In Brazil, a competency framework of palliative medicine for geriatricians’ residents was developed to guide the teaching of essential and desired skills of palliative care in geriatrics settings34. It includes communication’s skills such as: to explore the elderly patient and family's understanding of illnesses, concerns, goals and values and planning treatment that fits these priorities (advance care planning); to perform an effective patient-centered communication on breaking bad news or delivering prognostic information, in addition to adequately communicating to the patient on how to perform advance directives, based on bioethical and legal principles34. In other areas such as oncology, a competency framework would certainly help to standardize the skills and competencies of resident physicians. In our study, a great majority of residents described continuing education in palliative care and communication skills training as suggestions for improving shared decision-making about goals of care.

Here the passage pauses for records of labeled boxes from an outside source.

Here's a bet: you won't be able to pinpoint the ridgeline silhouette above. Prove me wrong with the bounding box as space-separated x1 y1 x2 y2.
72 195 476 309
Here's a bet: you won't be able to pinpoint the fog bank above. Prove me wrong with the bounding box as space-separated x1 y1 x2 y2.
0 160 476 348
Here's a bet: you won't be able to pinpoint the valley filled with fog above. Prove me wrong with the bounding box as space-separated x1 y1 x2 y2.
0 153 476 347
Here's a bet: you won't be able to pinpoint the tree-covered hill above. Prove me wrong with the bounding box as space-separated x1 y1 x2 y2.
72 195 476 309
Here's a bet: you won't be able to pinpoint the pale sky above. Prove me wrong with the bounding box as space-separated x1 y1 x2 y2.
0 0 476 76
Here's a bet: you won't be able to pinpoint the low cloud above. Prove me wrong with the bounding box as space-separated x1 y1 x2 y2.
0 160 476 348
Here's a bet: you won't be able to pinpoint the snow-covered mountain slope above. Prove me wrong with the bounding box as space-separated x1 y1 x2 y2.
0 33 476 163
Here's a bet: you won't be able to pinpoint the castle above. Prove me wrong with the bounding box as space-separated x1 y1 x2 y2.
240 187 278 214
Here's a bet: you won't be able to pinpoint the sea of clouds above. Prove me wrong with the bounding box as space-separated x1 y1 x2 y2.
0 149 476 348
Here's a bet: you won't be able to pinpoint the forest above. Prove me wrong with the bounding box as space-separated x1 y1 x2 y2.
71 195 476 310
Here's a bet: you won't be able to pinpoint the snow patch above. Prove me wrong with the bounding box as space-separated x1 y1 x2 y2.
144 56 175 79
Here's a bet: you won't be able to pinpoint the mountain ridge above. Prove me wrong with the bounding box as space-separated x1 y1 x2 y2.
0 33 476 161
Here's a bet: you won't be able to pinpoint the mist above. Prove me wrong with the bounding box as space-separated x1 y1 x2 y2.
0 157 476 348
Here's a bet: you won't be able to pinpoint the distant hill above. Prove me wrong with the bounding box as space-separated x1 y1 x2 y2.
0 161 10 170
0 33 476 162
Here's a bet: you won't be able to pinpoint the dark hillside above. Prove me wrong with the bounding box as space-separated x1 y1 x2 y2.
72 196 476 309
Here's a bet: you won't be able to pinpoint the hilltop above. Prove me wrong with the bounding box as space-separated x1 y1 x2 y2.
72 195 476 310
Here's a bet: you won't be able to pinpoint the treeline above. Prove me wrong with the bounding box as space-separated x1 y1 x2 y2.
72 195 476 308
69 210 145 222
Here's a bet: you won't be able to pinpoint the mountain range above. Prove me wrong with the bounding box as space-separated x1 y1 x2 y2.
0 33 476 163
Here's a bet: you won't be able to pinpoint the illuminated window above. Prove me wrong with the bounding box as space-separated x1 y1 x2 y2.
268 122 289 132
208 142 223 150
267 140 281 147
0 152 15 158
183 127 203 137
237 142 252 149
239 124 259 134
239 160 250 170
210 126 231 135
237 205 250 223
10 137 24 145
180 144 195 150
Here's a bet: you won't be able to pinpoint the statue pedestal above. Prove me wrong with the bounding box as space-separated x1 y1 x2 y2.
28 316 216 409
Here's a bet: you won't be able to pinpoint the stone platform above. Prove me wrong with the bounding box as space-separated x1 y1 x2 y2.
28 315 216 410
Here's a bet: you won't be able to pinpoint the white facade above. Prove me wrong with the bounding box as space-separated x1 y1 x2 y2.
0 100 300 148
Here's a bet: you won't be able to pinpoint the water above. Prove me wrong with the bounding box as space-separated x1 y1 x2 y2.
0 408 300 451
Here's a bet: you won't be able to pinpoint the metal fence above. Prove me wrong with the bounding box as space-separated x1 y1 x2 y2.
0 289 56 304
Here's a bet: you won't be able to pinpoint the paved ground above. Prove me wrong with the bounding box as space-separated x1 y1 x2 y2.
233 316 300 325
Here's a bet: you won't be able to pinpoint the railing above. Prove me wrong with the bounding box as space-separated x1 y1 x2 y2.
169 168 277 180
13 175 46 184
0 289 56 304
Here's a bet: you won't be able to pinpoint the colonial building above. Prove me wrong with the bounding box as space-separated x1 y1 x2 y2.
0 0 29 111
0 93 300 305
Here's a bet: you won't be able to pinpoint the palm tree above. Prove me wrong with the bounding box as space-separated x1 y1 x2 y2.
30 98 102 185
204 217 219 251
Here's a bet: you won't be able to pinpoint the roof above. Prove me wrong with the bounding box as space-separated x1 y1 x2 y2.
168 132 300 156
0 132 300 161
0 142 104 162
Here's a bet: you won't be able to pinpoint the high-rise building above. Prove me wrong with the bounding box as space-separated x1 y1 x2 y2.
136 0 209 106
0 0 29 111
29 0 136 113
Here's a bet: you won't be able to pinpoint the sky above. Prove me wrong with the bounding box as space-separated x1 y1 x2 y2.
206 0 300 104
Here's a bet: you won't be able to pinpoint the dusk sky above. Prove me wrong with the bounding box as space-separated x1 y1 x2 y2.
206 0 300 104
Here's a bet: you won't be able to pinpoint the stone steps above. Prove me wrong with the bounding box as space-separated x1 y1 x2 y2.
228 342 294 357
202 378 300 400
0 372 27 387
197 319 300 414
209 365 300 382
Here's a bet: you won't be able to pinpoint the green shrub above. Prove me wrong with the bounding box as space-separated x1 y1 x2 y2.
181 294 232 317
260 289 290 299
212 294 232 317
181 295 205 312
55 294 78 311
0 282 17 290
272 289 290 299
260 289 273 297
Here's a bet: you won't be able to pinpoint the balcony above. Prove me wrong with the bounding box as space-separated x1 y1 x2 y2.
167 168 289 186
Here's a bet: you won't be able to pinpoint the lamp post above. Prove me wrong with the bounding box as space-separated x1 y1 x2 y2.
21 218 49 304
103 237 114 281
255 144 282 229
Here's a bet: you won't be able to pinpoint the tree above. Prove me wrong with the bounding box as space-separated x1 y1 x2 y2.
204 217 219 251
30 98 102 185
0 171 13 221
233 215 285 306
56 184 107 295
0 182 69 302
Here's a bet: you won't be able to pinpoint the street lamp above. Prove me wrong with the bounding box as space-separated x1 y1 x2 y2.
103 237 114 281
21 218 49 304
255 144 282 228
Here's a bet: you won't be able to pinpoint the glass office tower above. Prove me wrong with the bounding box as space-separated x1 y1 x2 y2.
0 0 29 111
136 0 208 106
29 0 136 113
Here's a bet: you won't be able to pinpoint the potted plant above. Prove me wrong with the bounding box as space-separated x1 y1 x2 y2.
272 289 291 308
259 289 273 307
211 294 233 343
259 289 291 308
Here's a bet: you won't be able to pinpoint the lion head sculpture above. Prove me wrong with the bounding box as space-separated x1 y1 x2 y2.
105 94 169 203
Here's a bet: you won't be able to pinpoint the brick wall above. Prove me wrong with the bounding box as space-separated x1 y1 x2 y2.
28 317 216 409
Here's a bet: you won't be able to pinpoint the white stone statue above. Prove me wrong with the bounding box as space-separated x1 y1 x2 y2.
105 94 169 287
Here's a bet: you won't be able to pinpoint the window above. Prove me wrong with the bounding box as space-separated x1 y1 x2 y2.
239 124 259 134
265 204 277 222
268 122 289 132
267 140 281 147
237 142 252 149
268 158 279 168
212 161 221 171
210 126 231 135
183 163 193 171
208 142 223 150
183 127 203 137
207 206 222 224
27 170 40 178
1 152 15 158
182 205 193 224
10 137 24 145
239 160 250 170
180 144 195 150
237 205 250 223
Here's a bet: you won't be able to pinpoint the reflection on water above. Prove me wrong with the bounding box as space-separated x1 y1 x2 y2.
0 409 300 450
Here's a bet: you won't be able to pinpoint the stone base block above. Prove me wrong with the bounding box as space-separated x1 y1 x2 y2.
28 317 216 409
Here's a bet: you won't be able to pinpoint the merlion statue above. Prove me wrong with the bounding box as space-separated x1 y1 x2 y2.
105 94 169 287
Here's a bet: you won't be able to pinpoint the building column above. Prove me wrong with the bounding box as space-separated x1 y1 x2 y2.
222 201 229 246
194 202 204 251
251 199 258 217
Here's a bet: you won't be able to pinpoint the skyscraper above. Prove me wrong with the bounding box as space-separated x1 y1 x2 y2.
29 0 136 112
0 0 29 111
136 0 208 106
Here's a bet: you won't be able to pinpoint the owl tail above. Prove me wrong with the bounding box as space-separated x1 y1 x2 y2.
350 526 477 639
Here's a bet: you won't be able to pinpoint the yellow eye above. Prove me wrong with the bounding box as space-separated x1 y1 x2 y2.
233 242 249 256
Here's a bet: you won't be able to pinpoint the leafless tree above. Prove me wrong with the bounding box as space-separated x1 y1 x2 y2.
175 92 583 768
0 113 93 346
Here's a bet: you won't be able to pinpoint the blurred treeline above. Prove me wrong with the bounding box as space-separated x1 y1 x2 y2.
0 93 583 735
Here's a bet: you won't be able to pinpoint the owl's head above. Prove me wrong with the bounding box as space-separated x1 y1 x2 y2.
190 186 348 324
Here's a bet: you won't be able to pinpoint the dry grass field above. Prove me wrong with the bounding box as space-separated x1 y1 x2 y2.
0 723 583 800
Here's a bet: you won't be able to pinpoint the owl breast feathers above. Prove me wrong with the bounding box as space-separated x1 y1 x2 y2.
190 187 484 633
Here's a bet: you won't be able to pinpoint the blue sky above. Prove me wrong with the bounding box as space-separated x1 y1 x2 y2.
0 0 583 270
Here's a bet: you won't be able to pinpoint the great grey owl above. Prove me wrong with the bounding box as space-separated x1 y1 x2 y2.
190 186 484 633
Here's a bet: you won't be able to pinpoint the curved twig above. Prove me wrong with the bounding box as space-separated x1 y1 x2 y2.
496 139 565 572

Given the lack of studies that address barriers to discussing goals of care, especially in the Brazilian reality, evaluating the difficulties from the perspectives of medical residents and their relative importance to discussing this topic are the strengths of this study. This study is the first step for the adaptation and validation of the Decide-oncology questionnaire to the Brazilian-Portuguese language. Nonetheless some limitations included a small sample, because it involved only medical residents from three university hospitals; due to this, it is possible that our findings may not be representative of all eligible respondents. Furthermore, a positive response bias among those who did participate is possible, with potential for higher response rates among those most engaged in palliative and end-of-life care.